Six police contracts awarded since 2020 stated that the People’s Daily was chosen to conduct monitoring on the basis of its technical ability to gather data abroad.

“It’s the only one in the industry that deploys overseas servers. It is a public opinion service organization that can monitor and collect more than 8,000 overseas media without ‘overturning the wall,’ ” said the Guangdong Police Department in a $26,200 contract offer posted in July 2020, referring to the ability of the People’s Daily unit to collect overseas data outside China’s Great Firewall.

Experts say the increasingly advanced social media surveillance technology available to Chinese police could worsen the targeted harassment of Beijing’s critics.

“The Chinese government is one of the worst offenders when it comes to targeting individuals outside of the country,” said Adrian Shahbaz, the director for technology and democracy at the think tank Freedom House.

“It has an extreme chilling effect on how Chinese citizens outside of China are using social media tools, because they know that back home, their information is very easily monitored by Chinese authorities,” he said.

The China Public Security Bureau did not respond to a request for comment.

A police bureau in southern China’s Nanping city purchased a $42,000 system that “supports collection, discovery, and warning functions for ... Twitter and Facebook social media data according to different classifications and keyword groups, as well as overseas information lists,” according to bidding documents released in July 2020.

Other procurements for public opinion services outline programs purchased by Chinese police and Xinjiang government bodies to track “sensitive” ethnic language content abroad. (China’s mainly-Muslim Uyghurs are concentrated in Xinjiang.)

A $43,000 system purchased by police in central China’s Shangnan county included a “foreign sensitive information” collection system that requested Uyghur and Tibetan staff translators, according to the contracts.

Military procurement documents — less detailed than other types — did not offer much detail on the purpose of the foreign data collection but alluded to vague categories of data including “key personnel.”

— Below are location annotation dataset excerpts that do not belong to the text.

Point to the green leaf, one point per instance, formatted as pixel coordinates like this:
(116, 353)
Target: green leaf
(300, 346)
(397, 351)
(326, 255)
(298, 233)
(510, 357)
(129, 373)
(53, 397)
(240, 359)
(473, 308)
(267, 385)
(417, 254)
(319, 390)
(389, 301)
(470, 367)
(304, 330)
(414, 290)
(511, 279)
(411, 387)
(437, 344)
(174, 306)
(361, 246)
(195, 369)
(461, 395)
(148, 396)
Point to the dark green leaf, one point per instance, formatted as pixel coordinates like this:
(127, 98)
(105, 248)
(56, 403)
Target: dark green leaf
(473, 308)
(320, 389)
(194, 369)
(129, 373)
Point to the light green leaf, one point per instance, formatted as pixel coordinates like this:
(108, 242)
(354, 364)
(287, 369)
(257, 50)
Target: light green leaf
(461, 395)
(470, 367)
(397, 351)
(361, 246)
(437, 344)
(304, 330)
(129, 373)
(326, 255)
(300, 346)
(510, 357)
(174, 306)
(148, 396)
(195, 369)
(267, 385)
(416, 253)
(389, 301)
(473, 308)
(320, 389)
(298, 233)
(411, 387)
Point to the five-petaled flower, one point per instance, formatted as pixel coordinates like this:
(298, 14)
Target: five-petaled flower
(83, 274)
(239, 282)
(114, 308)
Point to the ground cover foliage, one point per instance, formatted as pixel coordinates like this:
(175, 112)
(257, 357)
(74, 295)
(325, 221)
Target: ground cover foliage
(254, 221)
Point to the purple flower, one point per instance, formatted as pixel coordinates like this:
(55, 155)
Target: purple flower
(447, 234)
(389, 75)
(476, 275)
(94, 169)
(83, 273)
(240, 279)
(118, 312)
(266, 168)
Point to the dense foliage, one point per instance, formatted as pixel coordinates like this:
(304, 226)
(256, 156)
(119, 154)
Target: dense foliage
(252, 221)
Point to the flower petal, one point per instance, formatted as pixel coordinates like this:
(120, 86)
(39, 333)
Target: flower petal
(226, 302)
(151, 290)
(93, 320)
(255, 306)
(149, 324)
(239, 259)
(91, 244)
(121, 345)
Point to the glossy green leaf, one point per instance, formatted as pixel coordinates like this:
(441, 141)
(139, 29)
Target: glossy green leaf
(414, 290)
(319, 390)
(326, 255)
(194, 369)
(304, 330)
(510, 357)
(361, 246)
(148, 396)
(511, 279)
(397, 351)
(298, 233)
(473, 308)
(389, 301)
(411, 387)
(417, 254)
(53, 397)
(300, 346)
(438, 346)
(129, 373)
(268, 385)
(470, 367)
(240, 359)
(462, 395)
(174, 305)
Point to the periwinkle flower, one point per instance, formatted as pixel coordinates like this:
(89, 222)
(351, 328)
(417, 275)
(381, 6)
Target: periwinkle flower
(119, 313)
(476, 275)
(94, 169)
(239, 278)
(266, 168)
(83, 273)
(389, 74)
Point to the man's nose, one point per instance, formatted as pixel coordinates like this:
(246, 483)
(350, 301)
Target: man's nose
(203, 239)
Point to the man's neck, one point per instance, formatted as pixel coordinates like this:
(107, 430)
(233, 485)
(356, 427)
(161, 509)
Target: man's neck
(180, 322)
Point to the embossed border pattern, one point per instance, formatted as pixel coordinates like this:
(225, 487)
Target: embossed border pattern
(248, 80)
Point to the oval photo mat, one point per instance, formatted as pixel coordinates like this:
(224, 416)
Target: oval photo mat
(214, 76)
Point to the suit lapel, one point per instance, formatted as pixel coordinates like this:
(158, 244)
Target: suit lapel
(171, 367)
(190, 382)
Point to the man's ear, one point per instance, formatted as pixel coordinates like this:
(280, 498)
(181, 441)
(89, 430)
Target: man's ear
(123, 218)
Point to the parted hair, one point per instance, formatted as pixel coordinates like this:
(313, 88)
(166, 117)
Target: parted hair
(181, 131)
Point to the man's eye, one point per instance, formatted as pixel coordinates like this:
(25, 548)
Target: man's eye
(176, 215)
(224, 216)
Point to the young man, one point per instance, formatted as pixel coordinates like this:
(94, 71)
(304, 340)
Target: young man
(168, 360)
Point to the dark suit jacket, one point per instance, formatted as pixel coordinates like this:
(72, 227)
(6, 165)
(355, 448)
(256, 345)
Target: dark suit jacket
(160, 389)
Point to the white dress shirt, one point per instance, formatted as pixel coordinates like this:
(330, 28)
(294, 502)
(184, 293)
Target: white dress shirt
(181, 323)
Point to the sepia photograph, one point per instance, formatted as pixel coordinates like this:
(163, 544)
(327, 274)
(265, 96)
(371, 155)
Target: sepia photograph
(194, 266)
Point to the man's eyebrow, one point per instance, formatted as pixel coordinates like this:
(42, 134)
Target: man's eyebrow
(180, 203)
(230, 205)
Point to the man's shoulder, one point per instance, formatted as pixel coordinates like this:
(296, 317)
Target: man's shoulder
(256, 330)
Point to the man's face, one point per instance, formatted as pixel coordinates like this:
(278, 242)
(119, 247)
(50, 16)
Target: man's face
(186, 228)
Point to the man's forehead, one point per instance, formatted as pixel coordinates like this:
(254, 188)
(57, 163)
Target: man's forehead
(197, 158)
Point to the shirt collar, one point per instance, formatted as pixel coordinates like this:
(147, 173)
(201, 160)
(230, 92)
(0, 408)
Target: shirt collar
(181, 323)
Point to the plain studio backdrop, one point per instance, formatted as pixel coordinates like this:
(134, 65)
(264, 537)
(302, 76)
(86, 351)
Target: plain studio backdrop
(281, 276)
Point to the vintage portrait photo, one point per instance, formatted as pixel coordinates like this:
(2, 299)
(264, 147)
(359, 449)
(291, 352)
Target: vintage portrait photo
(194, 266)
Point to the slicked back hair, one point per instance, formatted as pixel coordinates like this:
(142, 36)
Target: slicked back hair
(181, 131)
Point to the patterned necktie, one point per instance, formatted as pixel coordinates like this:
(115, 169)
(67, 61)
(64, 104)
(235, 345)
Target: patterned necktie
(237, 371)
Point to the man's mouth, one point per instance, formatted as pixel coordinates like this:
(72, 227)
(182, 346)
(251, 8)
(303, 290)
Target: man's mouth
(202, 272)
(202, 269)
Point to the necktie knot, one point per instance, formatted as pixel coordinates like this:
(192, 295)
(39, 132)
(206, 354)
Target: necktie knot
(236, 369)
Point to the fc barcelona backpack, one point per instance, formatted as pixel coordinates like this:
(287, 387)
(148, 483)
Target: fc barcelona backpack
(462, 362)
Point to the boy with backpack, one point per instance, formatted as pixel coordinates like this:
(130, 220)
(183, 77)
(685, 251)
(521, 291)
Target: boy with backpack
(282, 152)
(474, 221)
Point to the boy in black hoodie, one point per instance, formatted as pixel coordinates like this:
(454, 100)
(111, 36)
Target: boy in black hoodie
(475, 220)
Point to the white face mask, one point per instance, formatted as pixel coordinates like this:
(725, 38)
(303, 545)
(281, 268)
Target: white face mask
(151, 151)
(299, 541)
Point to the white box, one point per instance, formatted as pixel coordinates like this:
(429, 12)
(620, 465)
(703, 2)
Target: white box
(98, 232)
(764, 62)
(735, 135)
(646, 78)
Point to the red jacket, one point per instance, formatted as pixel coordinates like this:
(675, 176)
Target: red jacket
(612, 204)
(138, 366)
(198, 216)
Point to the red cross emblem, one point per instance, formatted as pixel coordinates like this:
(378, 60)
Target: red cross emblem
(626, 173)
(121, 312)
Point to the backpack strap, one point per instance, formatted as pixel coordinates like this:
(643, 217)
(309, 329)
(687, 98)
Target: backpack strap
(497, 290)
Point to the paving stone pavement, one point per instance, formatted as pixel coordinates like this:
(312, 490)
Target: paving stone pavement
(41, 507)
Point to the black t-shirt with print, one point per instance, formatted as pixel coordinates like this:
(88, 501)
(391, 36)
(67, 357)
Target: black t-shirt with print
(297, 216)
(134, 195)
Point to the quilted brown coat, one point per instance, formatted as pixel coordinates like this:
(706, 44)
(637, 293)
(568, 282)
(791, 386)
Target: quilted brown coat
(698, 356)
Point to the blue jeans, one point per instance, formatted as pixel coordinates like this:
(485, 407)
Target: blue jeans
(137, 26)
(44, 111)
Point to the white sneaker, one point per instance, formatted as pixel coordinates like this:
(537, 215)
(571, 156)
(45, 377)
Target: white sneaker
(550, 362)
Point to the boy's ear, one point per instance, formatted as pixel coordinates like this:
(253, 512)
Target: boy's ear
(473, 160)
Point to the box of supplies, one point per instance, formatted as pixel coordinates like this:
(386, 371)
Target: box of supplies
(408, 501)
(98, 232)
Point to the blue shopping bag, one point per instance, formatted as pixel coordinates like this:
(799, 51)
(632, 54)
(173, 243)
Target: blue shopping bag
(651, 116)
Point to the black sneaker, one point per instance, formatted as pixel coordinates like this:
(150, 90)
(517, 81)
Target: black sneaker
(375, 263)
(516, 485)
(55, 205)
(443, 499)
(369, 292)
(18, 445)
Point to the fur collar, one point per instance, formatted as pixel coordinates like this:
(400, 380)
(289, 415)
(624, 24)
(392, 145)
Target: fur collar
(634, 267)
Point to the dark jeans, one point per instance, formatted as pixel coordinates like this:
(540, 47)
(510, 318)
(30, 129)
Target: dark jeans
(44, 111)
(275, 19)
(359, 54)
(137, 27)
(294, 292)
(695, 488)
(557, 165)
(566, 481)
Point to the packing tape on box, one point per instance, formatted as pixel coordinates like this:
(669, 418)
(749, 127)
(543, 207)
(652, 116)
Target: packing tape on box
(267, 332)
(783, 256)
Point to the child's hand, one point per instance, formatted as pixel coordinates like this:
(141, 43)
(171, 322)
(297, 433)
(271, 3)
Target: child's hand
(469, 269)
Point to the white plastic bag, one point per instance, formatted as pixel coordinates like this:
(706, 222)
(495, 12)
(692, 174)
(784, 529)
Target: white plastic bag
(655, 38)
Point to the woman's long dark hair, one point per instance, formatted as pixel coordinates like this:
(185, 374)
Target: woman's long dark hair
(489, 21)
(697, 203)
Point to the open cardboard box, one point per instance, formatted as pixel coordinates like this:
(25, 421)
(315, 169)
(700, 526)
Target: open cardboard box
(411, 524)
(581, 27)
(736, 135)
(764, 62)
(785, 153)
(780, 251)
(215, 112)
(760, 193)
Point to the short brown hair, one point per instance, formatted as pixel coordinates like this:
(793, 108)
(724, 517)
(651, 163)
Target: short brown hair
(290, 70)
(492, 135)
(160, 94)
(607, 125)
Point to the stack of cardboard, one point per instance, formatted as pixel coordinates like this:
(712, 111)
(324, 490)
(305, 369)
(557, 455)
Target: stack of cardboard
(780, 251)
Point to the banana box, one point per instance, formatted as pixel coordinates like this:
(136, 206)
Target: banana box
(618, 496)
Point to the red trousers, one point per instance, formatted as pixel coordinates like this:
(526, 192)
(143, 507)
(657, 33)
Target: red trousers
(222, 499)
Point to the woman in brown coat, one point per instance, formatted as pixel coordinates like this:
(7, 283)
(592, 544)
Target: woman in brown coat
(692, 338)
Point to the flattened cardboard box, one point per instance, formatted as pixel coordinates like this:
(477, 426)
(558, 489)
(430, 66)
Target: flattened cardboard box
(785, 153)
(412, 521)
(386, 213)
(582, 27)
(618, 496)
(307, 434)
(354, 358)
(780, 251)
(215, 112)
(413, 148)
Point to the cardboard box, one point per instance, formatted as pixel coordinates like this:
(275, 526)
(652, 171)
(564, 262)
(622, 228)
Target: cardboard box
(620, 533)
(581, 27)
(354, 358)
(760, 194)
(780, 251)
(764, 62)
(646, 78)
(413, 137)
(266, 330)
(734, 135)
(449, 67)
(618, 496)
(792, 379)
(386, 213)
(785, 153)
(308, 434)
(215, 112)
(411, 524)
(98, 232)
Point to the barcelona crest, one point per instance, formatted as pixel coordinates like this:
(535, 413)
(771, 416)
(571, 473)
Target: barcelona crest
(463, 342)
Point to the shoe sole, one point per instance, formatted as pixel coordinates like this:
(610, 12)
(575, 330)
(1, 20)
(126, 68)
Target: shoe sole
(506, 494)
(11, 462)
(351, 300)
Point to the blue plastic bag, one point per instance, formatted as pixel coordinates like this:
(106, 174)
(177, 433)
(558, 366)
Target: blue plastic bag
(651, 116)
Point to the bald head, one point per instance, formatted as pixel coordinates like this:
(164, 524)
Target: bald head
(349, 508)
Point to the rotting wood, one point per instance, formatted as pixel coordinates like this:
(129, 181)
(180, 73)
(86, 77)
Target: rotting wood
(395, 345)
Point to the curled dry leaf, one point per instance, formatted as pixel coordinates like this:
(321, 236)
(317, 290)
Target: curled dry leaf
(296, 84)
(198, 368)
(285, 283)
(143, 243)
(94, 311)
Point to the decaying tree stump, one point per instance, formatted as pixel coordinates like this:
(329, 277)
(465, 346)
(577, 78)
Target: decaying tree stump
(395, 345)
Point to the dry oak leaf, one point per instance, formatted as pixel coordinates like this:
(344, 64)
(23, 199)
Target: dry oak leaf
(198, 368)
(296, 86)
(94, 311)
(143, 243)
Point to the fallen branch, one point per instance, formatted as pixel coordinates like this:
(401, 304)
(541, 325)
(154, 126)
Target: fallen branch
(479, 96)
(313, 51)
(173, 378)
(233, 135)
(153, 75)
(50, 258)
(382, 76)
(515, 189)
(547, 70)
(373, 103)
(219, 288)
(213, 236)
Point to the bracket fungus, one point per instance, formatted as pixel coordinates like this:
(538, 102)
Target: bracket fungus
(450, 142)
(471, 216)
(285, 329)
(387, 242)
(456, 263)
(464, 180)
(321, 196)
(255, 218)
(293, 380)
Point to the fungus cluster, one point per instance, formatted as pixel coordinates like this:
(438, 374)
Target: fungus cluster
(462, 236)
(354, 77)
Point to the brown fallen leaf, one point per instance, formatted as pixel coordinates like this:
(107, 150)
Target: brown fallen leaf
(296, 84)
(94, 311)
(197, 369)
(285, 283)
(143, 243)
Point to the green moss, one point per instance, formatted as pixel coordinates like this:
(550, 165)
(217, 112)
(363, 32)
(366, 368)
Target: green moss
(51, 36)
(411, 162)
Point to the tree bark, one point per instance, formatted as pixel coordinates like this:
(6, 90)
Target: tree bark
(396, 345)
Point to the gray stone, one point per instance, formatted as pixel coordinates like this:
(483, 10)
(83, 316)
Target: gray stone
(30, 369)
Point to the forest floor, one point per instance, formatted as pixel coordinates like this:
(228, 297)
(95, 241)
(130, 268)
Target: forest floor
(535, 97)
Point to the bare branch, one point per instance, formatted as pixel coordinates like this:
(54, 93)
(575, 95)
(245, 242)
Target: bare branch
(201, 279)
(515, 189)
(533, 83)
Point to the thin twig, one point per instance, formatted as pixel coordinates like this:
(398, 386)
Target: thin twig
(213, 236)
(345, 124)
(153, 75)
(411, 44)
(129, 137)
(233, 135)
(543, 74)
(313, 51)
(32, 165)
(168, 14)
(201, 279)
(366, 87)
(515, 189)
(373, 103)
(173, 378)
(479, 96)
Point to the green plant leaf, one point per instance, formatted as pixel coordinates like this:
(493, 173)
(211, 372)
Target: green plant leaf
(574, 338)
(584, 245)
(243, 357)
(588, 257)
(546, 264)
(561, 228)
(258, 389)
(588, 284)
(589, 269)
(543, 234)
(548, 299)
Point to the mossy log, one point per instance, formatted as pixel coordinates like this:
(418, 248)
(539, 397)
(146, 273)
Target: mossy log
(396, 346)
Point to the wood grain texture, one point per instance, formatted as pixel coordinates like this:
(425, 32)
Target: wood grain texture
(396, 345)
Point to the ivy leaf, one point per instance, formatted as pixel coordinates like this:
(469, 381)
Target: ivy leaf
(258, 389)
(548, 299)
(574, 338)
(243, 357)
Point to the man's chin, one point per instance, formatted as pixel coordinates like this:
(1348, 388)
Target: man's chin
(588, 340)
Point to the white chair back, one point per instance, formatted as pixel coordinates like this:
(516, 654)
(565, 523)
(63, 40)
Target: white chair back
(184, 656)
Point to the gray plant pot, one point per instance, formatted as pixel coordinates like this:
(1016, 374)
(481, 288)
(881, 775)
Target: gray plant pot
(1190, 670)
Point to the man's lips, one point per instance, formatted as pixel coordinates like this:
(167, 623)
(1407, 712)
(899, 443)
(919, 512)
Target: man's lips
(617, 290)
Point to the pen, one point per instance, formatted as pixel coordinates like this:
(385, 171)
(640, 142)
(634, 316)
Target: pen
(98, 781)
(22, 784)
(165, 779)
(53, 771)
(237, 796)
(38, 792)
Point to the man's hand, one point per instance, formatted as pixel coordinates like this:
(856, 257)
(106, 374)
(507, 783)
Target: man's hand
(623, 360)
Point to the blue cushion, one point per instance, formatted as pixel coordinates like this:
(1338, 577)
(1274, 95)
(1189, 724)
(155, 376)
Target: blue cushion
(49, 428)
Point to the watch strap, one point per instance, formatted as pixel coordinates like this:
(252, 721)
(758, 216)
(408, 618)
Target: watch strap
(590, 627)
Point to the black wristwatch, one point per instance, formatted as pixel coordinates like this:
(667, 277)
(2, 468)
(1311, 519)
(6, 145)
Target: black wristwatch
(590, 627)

One heavily redacted June 2020 contract issued by the People’s Liberation Army described a system that would trawl foreign sites and categorize data on the basis of affiliation, geography and country.

Source Data Technology, the Shanghai-based company that won the contract, says on its website that it uses “advanced big data mining and artificial intelligence analysis technology” to cover more than 90 percent of social media in the United States, Europe and China’s neighboring countries.